Bernini was born in Naples to a Mannerist sculptor, Pietro Bernini, originally from Florence and a respected artist in his own right. No one was to know that this child was to grow into the towering figure that ruled the Baroque period of art in the 17th century.
Gian Lorenzo Bernini – The Man and the Artist
Bernini turned his hand to architecture, painting, stage design, and his preferred sculpture and dominated the European stage in all these areas. He was truly the first multi-media artist with an ego to match. A megalomaniac of the highest order with the technical and creative skills to match such an ego.
Prodigious Talent and Early Patronage
At the age of seven, he accompanied his father to Rome, where Pietro Bernini became involved in several high-profile projects. There as a boy, fiddling about in his father’s studio, the precocious child was soon noticed by the painter Annibale Carracci whose patron was Pope Paul V.
Both saw in the boy a prodigy who worked diligently to earn the praise that was bestowed upon him. Bernini’s early works attracted the attention of Cardinal Scipione Borghese, a member of the reigning papal family and the Pope’s nephew.

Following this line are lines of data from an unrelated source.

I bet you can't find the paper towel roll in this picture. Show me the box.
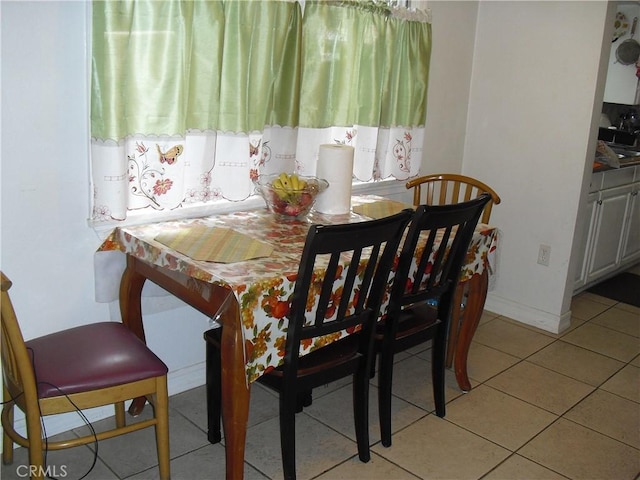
[315,144,354,214]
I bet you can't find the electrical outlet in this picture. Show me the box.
[538,244,551,266]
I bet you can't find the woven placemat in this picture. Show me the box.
[155,226,273,263]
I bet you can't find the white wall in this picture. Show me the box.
[464,1,611,332]
[420,1,479,174]
[0,0,611,438]
[1,1,101,340]
[419,1,612,332]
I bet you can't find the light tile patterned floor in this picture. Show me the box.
[2,292,639,479]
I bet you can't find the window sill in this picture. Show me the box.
[89,178,408,238]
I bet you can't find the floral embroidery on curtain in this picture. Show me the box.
[90,0,432,225]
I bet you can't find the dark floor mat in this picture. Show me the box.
[586,272,640,307]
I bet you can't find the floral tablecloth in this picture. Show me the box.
[98,195,498,382]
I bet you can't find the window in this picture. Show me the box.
[90,0,432,226]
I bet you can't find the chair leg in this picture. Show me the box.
[1,405,14,464]
[279,392,298,480]
[2,385,15,465]
[295,389,312,412]
[154,378,171,480]
[377,347,395,448]
[24,403,44,480]
[446,282,466,368]
[432,324,447,418]
[369,350,377,378]
[115,401,126,428]
[205,334,223,444]
[353,367,371,463]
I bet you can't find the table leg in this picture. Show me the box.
[118,254,251,478]
[446,281,466,369]
[453,270,489,392]
[219,300,251,480]
[119,255,149,416]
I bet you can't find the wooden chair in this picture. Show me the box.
[406,173,501,371]
[406,173,501,224]
[204,210,413,480]
[1,272,170,480]
[375,194,491,447]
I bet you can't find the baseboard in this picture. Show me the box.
[166,362,207,397]
[484,293,572,334]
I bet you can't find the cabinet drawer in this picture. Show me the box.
[602,168,635,189]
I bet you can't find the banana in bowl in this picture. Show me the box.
[254,173,329,219]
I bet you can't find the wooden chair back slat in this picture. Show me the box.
[406,173,501,224]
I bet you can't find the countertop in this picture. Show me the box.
[593,157,640,172]
[593,145,640,172]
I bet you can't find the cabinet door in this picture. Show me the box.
[587,185,632,281]
[621,183,640,263]
[574,192,599,289]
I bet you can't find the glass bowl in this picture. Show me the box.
[254,173,329,219]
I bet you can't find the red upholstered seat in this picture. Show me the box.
[26,322,168,399]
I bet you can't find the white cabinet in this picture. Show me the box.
[574,192,598,289]
[621,182,640,262]
[587,184,632,281]
[574,167,640,292]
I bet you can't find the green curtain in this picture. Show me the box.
[381,10,431,127]
[217,0,301,132]
[299,1,431,129]
[91,0,301,140]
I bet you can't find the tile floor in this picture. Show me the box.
[2,290,639,479]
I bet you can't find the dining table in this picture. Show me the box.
[97,195,498,480]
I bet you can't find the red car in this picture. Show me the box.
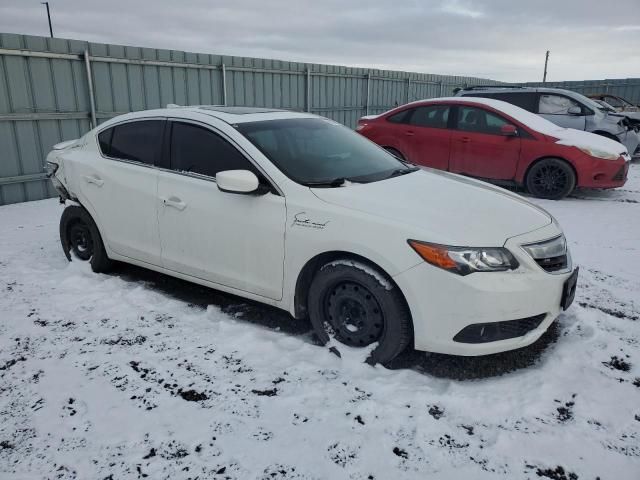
[357,98,630,199]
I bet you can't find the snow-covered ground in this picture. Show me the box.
[1,166,639,480]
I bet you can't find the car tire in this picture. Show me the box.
[307,259,412,365]
[383,147,405,160]
[525,158,576,200]
[60,205,113,273]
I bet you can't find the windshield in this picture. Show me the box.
[236,118,413,186]
[569,91,609,113]
[594,99,617,112]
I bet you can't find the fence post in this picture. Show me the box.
[306,69,311,112]
[365,73,371,115]
[83,49,97,128]
[221,63,227,106]
[407,77,411,103]
[439,81,444,97]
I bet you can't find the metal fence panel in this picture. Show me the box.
[520,78,640,104]
[0,32,499,205]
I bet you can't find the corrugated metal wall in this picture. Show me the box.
[520,79,640,104]
[0,32,495,205]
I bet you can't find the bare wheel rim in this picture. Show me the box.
[531,164,568,196]
[68,221,94,261]
[323,281,384,347]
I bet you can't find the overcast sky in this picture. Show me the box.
[0,0,639,82]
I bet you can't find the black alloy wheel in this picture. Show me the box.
[526,158,576,200]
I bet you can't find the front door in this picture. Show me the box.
[449,105,521,180]
[537,93,587,130]
[157,120,286,300]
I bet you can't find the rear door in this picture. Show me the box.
[537,93,587,130]
[79,119,164,265]
[449,105,521,180]
[399,104,452,170]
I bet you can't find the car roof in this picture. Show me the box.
[458,86,581,97]
[98,105,318,129]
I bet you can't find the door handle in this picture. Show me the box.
[459,137,471,143]
[82,174,104,187]
[405,130,415,136]
[161,196,187,211]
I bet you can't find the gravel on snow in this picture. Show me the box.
[1,165,639,479]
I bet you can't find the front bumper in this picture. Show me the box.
[393,222,575,356]
[576,156,629,189]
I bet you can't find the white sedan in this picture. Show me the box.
[45,106,578,363]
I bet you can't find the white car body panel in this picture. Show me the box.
[47,106,576,356]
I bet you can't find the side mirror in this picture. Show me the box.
[568,106,582,115]
[216,170,260,194]
[500,124,518,136]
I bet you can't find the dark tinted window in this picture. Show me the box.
[456,106,512,135]
[465,92,538,112]
[236,118,409,185]
[170,122,256,178]
[387,110,411,124]
[409,105,450,128]
[97,128,113,156]
[106,120,164,165]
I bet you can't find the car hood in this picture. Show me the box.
[311,169,552,246]
[546,127,628,155]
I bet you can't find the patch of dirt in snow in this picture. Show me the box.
[1,164,640,479]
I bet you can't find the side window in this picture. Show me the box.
[170,122,256,178]
[538,95,581,115]
[387,109,412,124]
[409,105,450,129]
[106,120,164,165]
[97,128,113,156]
[456,106,511,135]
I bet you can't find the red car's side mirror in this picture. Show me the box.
[500,124,518,136]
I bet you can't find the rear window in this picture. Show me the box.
[387,110,412,124]
[408,105,450,129]
[98,120,164,165]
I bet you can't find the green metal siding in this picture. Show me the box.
[520,78,640,104]
[0,32,497,205]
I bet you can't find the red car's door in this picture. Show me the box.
[449,105,521,180]
[397,105,452,170]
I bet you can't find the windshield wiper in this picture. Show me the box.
[386,166,419,179]
[304,177,351,187]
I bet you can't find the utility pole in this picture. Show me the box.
[41,2,53,38]
[542,50,550,83]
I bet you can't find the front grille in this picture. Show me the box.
[453,314,547,344]
[535,254,568,272]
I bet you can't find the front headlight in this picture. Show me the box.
[576,146,621,160]
[408,240,519,276]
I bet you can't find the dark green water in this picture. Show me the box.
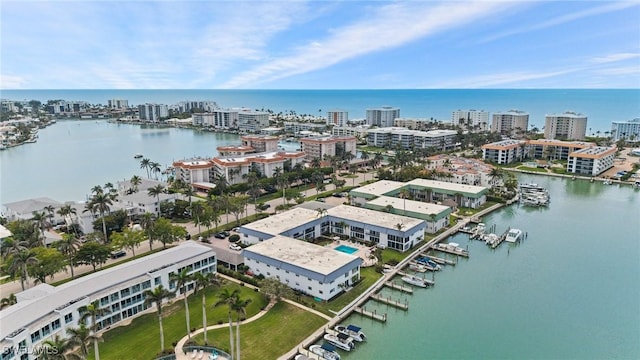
[342,175,640,359]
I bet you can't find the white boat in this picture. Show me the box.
[401,274,429,288]
[410,263,428,272]
[310,344,341,360]
[323,333,356,351]
[382,264,394,273]
[483,233,500,246]
[505,228,523,243]
[294,354,311,360]
[334,324,366,342]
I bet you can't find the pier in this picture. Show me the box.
[397,271,435,286]
[422,254,456,266]
[370,293,409,310]
[434,244,469,257]
[384,281,414,294]
[490,228,511,249]
[353,306,387,322]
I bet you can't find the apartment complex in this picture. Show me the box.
[0,242,216,360]
[191,109,268,133]
[107,99,129,109]
[491,110,529,137]
[544,111,587,140]
[366,127,457,150]
[567,146,617,176]
[172,101,218,113]
[366,106,400,127]
[331,125,371,138]
[451,110,490,131]
[138,104,169,122]
[393,118,434,131]
[481,139,527,165]
[425,154,499,187]
[283,122,326,135]
[300,136,357,161]
[212,151,305,184]
[611,118,640,142]
[238,110,269,133]
[326,110,348,127]
[243,235,362,301]
[240,135,279,153]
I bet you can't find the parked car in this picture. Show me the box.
[214,233,227,239]
[222,231,230,237]
[110,250,126,259]
[229,243,242,251]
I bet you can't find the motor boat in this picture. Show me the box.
[505,228,524,243]
[334,324,366,342]
[310,344,341,360]
[323,333,356,351]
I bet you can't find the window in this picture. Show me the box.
[110,293,119,302]
[64,313,73,324]
[154,277,161,286]
[142,280,151,290]
[30,331,40,342]
[41,324,51,336]
[100,296,109,306]
[308,286,312,290]
[51,319,61,331]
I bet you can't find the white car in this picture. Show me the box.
[229,243,242,251]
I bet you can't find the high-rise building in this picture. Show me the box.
[138,103,169,122]
[491,110,530,137]
[451,110,490,131]
[107,99,129,109]
[326,110,348,127]
[366,106,400,127]
[544,111,587,140]
[611,118,640,141]
[237,109,269,133]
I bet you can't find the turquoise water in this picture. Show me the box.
[3,89,639,132]
[341,175,640,360]
[335,245,359,255]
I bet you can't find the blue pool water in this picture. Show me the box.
[335,245,358,254]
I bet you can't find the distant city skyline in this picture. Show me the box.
[1,1,639,89]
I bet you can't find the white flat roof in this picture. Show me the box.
[367,196,450,216]
[350,180,404,196]
[241,208,320,236]
[245,235,358,275]
[0,241,214,340]
[327,205,424,230]
[407,178,487,195]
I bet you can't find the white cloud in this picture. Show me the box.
[591,52,640,64]
[594,66,640,76]
[0,74,28,89]
[220,2,517,88]
[480,2,639,44]
[430,68,583,88]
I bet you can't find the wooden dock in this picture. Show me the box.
[421,253,456,266]
[434,244,469,257]
[384,281,414,294]
[490,228,510,249]
[397,271,435,286]
[370,293,409,310]
[354,306,387,322]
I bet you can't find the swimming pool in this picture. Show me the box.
[335,244,359,255]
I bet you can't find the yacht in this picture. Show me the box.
[334,324,366,342]
[309,344,341,360]
[505,228,524,243]
[401,274,429,288]
[323,333,356,351]
[409,263,428,272]
[416,257,442,271]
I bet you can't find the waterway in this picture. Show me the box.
[0,120,241,204]
[341,174,639,359]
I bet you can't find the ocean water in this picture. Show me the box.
[2,89,639,133]
[340,175,640,360]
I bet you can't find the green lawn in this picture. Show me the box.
[91,283,268,360]
[191,301,327,360]
[516,166,548,173]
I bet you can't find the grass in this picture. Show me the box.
[190,301,327,360]
[91,283,268,360]
[516,166,548,173]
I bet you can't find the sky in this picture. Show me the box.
[1,1,639,89]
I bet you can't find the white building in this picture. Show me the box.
[237,110,269,133]
[241,135,280,153]
[366,106,400,127]
[283,122,327,135]
[481,139,527,165]
[331,125,371,138]
[326,110,348,127]
[138,104,169,122]
[611,118,640,142]
[107,99,129,109]
[544,111,587,140]
[300,136,357,161]
[425,154,498,187]
[393,118,434,131]
[0,241,216,360]
[212,151,305,184]
[366,127,457,150]
[451,110,490,131]
[239,205,426,252]
[567,146,616,176]
[491,110,529,137]
[172,101,218,113]
[243,235,363,301]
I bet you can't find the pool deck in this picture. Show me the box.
[328,240,377,267]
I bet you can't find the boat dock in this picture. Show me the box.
[434,245,469,257]
[370,293,409,310]
[353,306,387,322]
[421,254,455,266]
[383,281,414,294]
[397,271,435,286]
[490,228,511,249]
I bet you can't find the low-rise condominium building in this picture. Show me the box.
[567,146,616,176]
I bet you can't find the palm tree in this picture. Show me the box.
[140,158,151,178]
[183,186,196,209]
[8,249,38,290]
[231,296,252,360]
[79,300,110,360]
[190,201,205,234]
[0,293,17,309]
[193,272,219,344]
[56,233,81,278]
[488,167,504,188]
[66,324,95,358]
[88,192,113,242]
[147,184,166,215]
[57,204,79,236]
[150,162,162,180]
[31,210,49,246]
[0,237,27,261]
[143,285,175,352]
[44,204,56,227]
[140,212,156,250]
[130,175,142,193]
[41,334,83,360]
[398,188,410,213]
[215,289,239,360]
[170,269,194,340]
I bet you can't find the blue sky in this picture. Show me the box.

Such an important patron was to set the tone for the rest of the artist’s life, where he lived like a Prince in his adopted Rome, surrounding himself with its most powerful and important citizens.
Influences and Study
Rome gave him the opportunity to study, with his surgical eye and substantial intellect, the best sculptural pieces from antiquity.
He was strongly influenced by his close study of the antique Greek and Roman marbles in the Vatican, and he also had an intimate knowledge of the High Renaissance painting of the early 16th century. His study of Michelangelo Buonarroti is revealed in St Sebastian (c.1617), carved for Cardinal Maffeo Barberini, who was later Pope Urban VIII and Bernini’s greatest patron.
Cardinal Borghese and Early Works
Cardinal Borghese’s early patronage of Bernini helped to establish him as the leading Italian sculptor and architect of the seventeenth century. The young artist was able to explore and develop his sculptural ideas and techniques in complete freedom, having won over the support and affection of this most refined and important nobleman.
Between 1618 and 1624, Bernini worked primarily for the Cardinal, creating for him innovative pieces that served to define Baroque principles in sculpture.
Creation of Masterpieces
For the decoration of the Villa Borghese, Bernini produced a life-sized statue of David (1623), originally displayed to create the impression that he was hurling a stone directly at the spectator, and three sculptural groups with mythological themes, including his mesmerising Apollo and Daphne, sculptured between 1622–25.
In 1632, Bernini executed two marble portrait busts of Cardinal Borghese (both in the Galleria Borghese in Rome). These works capture the exuberance that the Cardinal’s friends admired and which his critics decried as frivolity inappropriate to his office.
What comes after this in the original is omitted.